Now I have three hives: the original, the second, which is looking weak, and the bait hive, which is looking strong. The colony in the bait hive has to be moved into the #2 hive before winter, and it's better to move them sooner before they build the combs too big to fit in there, but I want to wait until they've built enough combs to hold all the bees, because they'll be easier to move. There's also the problem of keeping the two colonies from fighting too much, while still having separate entrances. I have a plan.

Thaw -- 13 February 2014 -- The last time I opened the hive was early August, half a year ago. That gave the bees plenty of time to gather more stuff, arrange it all for winter, and seal up the hive. In October they still had not kicked the drones out, but they're definitely gone now. I peek in the window about once a week, and I was expecting to see a large population eat their way front to back through the honeycombs, but instead I've watched a declining population stay at the front of the hive. Last week we had an unseasonal deep freeze, and after a night when it got down to -3F (-19C), the bees were clustered so tightly to the ceiling that I was afraid the colony was dying.

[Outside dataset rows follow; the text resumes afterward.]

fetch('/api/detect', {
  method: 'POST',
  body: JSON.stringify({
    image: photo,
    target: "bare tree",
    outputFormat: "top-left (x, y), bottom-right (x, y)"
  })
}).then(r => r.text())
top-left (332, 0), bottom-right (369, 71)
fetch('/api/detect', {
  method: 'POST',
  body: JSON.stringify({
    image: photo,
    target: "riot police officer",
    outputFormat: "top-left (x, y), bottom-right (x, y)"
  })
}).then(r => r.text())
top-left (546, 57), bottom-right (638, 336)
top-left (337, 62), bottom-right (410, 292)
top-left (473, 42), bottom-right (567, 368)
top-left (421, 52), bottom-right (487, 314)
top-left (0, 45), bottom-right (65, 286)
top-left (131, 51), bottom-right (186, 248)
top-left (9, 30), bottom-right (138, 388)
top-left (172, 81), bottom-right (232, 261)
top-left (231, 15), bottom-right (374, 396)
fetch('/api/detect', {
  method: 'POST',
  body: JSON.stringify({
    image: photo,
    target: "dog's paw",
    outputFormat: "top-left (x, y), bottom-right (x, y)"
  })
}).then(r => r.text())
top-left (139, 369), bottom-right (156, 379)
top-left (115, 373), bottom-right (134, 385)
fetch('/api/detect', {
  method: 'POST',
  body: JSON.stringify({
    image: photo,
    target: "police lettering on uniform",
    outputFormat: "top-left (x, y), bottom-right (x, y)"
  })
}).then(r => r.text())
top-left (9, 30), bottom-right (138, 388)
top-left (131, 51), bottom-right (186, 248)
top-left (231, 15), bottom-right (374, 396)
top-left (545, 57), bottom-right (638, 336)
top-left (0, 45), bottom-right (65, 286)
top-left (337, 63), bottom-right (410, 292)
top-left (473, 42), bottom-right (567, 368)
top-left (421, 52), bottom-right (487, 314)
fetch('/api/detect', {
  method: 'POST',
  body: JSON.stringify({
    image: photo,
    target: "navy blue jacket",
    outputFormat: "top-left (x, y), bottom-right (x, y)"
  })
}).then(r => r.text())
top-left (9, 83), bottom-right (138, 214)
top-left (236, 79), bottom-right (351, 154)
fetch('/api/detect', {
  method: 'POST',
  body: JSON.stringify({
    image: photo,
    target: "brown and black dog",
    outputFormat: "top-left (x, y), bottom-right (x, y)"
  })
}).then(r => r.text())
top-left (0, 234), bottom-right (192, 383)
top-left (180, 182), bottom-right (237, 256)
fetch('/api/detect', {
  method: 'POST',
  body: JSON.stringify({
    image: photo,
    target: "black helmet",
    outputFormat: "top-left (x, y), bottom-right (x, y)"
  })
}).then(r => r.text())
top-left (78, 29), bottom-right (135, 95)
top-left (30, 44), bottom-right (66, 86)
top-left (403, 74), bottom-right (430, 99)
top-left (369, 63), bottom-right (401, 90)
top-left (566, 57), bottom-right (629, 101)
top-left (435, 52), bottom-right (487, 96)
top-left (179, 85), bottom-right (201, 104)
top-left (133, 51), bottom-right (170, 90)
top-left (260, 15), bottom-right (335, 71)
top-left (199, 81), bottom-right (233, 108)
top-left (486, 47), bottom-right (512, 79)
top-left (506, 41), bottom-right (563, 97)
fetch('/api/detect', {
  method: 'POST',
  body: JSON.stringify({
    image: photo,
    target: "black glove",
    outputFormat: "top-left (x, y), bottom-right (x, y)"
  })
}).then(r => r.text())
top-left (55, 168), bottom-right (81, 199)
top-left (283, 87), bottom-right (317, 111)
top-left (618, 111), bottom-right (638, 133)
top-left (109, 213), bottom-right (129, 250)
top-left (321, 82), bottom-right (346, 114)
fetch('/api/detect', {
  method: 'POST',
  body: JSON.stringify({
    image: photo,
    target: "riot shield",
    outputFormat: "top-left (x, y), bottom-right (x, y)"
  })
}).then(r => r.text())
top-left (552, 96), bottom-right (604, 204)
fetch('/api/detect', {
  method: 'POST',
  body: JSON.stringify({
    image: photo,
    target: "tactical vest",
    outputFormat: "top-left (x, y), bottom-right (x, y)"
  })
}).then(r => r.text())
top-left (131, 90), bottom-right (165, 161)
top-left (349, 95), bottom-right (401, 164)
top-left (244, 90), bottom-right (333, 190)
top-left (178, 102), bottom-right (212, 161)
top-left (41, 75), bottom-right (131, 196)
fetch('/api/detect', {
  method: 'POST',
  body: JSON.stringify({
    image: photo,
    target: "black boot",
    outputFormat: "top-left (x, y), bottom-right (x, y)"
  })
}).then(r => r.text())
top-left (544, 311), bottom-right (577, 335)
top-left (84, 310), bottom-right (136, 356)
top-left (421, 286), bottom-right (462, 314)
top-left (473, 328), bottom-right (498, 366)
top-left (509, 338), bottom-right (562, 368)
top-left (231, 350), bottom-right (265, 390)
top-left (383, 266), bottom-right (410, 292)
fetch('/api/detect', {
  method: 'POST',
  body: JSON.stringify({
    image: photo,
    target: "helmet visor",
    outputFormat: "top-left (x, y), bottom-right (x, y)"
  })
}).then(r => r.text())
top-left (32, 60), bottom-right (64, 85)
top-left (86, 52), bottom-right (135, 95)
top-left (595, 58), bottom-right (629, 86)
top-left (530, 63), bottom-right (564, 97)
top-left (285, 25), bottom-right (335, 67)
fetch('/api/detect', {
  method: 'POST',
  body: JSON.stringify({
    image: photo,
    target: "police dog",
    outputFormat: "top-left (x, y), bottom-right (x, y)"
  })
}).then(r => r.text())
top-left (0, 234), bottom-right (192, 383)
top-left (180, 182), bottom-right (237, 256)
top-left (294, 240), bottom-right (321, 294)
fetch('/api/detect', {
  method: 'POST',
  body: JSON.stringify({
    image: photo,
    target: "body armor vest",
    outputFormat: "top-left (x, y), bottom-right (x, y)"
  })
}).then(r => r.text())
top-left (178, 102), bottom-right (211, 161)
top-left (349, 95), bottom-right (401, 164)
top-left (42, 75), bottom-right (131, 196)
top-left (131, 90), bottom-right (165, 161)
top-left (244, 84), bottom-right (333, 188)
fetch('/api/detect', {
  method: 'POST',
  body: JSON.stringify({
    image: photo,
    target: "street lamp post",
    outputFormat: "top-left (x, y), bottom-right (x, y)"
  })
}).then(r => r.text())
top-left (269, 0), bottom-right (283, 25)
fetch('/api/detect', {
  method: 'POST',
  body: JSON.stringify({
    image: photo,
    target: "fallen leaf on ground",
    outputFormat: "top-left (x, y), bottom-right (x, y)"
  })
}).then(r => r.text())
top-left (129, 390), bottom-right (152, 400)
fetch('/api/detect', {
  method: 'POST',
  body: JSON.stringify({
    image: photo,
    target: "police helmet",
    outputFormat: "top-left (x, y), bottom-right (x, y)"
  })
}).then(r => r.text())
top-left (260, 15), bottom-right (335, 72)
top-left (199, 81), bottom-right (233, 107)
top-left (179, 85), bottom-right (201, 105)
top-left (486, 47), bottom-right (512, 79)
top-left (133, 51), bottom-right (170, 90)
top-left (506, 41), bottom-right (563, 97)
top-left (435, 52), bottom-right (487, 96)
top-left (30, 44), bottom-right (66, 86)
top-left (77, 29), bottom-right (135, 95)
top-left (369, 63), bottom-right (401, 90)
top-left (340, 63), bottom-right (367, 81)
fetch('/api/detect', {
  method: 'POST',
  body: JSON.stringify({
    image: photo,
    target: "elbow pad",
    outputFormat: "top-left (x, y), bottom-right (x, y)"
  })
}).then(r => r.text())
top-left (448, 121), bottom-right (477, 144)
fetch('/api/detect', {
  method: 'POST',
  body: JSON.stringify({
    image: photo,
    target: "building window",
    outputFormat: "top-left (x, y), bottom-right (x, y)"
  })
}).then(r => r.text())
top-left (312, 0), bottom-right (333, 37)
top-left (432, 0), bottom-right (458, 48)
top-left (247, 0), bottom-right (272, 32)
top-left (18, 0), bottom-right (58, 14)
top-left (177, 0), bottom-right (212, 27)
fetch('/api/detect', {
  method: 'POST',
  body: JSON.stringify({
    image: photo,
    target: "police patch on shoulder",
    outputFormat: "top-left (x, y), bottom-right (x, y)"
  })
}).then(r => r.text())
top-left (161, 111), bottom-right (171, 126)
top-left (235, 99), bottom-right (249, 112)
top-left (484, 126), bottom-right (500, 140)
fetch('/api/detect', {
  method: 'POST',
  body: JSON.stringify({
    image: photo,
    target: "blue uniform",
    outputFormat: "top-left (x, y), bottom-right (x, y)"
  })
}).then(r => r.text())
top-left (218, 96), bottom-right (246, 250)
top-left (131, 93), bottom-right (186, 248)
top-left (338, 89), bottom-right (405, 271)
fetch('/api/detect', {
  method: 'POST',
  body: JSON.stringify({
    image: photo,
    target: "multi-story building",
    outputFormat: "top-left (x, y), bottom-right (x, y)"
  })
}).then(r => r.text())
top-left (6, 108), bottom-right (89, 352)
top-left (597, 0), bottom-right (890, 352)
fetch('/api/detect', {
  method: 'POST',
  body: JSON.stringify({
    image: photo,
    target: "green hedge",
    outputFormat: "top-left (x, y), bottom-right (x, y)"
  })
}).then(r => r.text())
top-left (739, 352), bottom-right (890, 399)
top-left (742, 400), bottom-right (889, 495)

In the photo you can see that they're fine. Two days ago, on the first warmish sunny day, there were a few dozen bees flying around and pooping in the snow, and yesterday they all came out. You can also see that they like the front entrances better than the top entrances that the hive was designed for. I've drilled a total of five holes on the front, and through most of winter I had three of them sealed with wine corks. On the coldest nights I closed them down to one hole -- you never want to completely close it because they need ventilation to get the moisture out. That black thing is tar paper to help them keep warm, but I've removed it now, and as the weather warms I'll keep more entrances open full time. They still have massive honey stores, and should regrow their population with no supplemental feeding and be ready for the first flowers in a month.